24 January 2026
Hamnet: What story does your life tell?
Lauren Westwood
With Hamnet out now, Lauren Westwood reminds us that our faith is lived out in our relationships with others.
Maggie O’Farrell’s much-loved novel Hamnet has made its transition to the big screen. Starring Paul Mescal as William Shakespeare and Jessie Buckley as his wife, Agnes, the film is set to sweep the most prestigious categories this awards season.
If you’re like me, you went into the cinema already knowing the story, which centres around the death of Agnes and William’s only son, Hamnet, at the age of 11. I read the book quickly, lending it to so many friends that my copy has vanished without a trace. Page by page, I was mesmerised by the imagined everyday life of the Shakespeare family, far from the esteemed Globe Theatre in London.
Hamnet is interested in uncovering the humanness of William Shakespeare, before he became the towering figure he remains today, through focusing on the people closest to him.
In the book, the names ‘William’ and ‘Shakespeare’ are never used, emphasising every other part of who he was.
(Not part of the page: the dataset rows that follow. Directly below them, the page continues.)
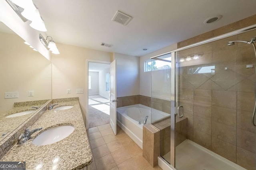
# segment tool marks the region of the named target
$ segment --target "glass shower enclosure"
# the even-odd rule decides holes
[[[256,169],[256,56],[249,43],[227,45],[249,42],[255,27],[152,59],[171,67],[151,72],[152,109],[170,115],[152,121],[160,130],[160,156],[170,166]]]

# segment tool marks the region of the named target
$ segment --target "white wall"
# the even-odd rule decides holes
[[[89,95],[99,94],[99,72],[89,71],[91,76],[91,89],[89,89]]]
[[[116,60],[116,97],[140,94],[140,58],[115,53]]]
[[[79,97],[84,121],[86,122],[88,72],[86,60],[110,62],[112,53],[57,43],[60,54],[52,55],[52,99]],[[84,89],[76,94],[76,89]],[[66,93],[70,89],[70,94]]]
[[[110,68],[99,72],[99,94],[108,99],[109,99],[109,92],[106,91],[106,74],[110,72]]]
[[[151,72],[144,72],[144,63],[146,60],[156,55],[177,49],[177,43],[166,47],[160,50],[140,57],[140,94],[151,97]],[[161,84],[161,82],[158,82]]]
[[[50,60],[51,53],[39,40],[39,34],[46,38],[46,33],[32,28],[29,25],[30,21],[23,22],[5,0],[0,1],[0,21],[22,38],[24,41],[28,42],[43,56]]]
[[[18,35],[0,32],[0,112],[14,102],[52,98],[52,64]],[[28,97],[28,91],[34,96]],[[5,92],[18,92],[19,98],[4,99]]]

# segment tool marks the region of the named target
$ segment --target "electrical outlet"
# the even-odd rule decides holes
[[[6,92],[4,93],[5,99],[10,99],[12,98],[18,98],[18,92]]]
[[[84,89],[82,88],[76,89],[76,94],[80,94],[80,93],[84,93]]]
[[[28,97],[34,96],[34,91],[28,91]]]

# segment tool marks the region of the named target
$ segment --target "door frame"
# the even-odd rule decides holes
[[[101,61],[99,60],[86,60],[86,75],[85,78],[85,129],[89,129],[89,119],[88,109],[89,109],[89,89],[88,89],[88,83],[89,79],[89,63],[95,63],[100,64],[110,64],[111,63],[110,61]]]

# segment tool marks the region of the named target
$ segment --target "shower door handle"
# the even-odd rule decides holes
[[[181,108],[182,110],[182,115],[180,115],[180,111],[181,111],[180,110],[181,109]],[[178,107],[178,117],[179,117],[179,118],[181,118],[183,117],[183,106],[179,106]]]

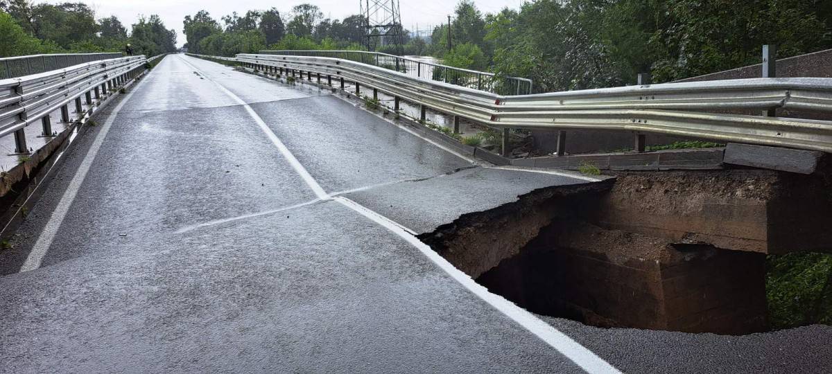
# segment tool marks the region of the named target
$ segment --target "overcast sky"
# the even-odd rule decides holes
[[[79,1],[79,0],[64,0]],[[50,0],[47,2],[63,2],[61,0]],[[250,9],[268,9],[271,7],[280,11],[280,14],[288,12],[292,7],[309,2],[317,5],[324,12],[324,17],[333,19],[341,19],[344,17],[357,14],[359,0],[290,0],[275,2],[274,0],[80,0],[92,7],[96,11],[96,17],[102,18],[115,15],[128,29],[136,22],[140,14],[149,16],[158,14],[161,17],[165,26],[176,31],[176,43],[181,46],[185,43],[182,35],[182,19],[186,15],[193,15],[201,9],[205,9],[211,17],[218,21],[220,17],[236,11],[245,13]],[[436,25],[448,21],[448,15],[453,12],[457,0],[399,0],[402,23],[409,30],[415,30],[416,26],[421,30],[428,29],[428,25]],[[474,0],[477,7],[483,13],[496,12],[509,7],[518,8],[522,0]]]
After all, to his town, he would simply have been the disgraced glover’s son or the Latin tutor. To his children, he was their father and to Agnes, he was her husband.
If someone pieced together your life solely based on your interactions, relationships and reputation, what kind of story would they tell?
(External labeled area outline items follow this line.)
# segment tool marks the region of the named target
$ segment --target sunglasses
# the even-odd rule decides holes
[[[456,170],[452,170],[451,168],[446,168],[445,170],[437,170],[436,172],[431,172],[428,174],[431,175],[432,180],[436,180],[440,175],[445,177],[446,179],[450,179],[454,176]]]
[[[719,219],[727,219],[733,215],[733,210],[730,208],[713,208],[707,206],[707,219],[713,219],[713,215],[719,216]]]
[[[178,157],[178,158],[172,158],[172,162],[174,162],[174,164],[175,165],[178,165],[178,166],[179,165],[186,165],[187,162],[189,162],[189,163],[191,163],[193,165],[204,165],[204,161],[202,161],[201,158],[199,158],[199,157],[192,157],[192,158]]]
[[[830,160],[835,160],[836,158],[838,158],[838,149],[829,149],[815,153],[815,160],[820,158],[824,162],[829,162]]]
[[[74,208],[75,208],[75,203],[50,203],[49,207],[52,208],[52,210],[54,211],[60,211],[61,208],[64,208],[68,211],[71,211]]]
The Bible says: ‘Whoever claims to live in him must live as Jesus did’ (1 John 2:6). Claiming to be in relationship with Jesus is not enough. Living as Jesus did will always be about people: he formed community by eating with people, healing people, listening to people, and restoring people with love, compassion and dignity. He ushered others into God’s story by first welcoming them to his side.
A friend of mine, in quoting a former pastor of his, once told me: ‘The Kingdom of God is built on relational lines.’ The truth of this statement holds with my experience and it’s evidenced by the reality that even this quote found its way to my heart via a friend of a friend, who may well have heard someone else say it.
The way I move in everyday life matters. Living out my faith is more than who I suppose I am or what other people see of me on a Sunday, at a practice or scrolling on Instagram. My faith as someone who loves Jesus, and my mission as someone commissioned to share the good news of his grace, power and forgiveness, is counted by discipleship in my whole life.
Where there is temptation to reduce following Jesus to an optional add‑on, I want to remember that the gospel asks me for something more: my whole self, fully alive in Jesus. It calls me to share with authenticity, consistency and a holy confidence that comes from who God is, rather than from who I or other people say I am.
From this place, evangelism is the natural overflow. It is no longer met in the pressure of a tick-box exercise or held to a self-set standard of perfection, but given through my presence as someone whose life is unmistakably different and bold in its witness to the love and light of Jesus.
In Hamnet, as Agnes and William move through their grief, they cling to each other with a stubborn commitment. Initially isolated by despair, their relational lines bind them to one another, ultimately transforming their marriage with new levels of truth, understanding and healing. In the same way, our commitment to living for others in Jesus’ name sets the relational lines of our lives ablaze with fresh hope, freedom and the possibility of something better.
So, as Hamnet continues to draw audiences into O’Farrell’s mystical imaginings of Stratford-upon-Avon, may we be drawn outward as people whose lives in all their ordinariness tell the extraordinary story of Jesus.
Reflect and respond
- What do your relationships say about you?
- When have you been tempted to compartmentalise following Jesus from the rest of your life?
- Pray for deeper connection, deeper courage and a deeper willingness to share the hope in Christ that you hold within you.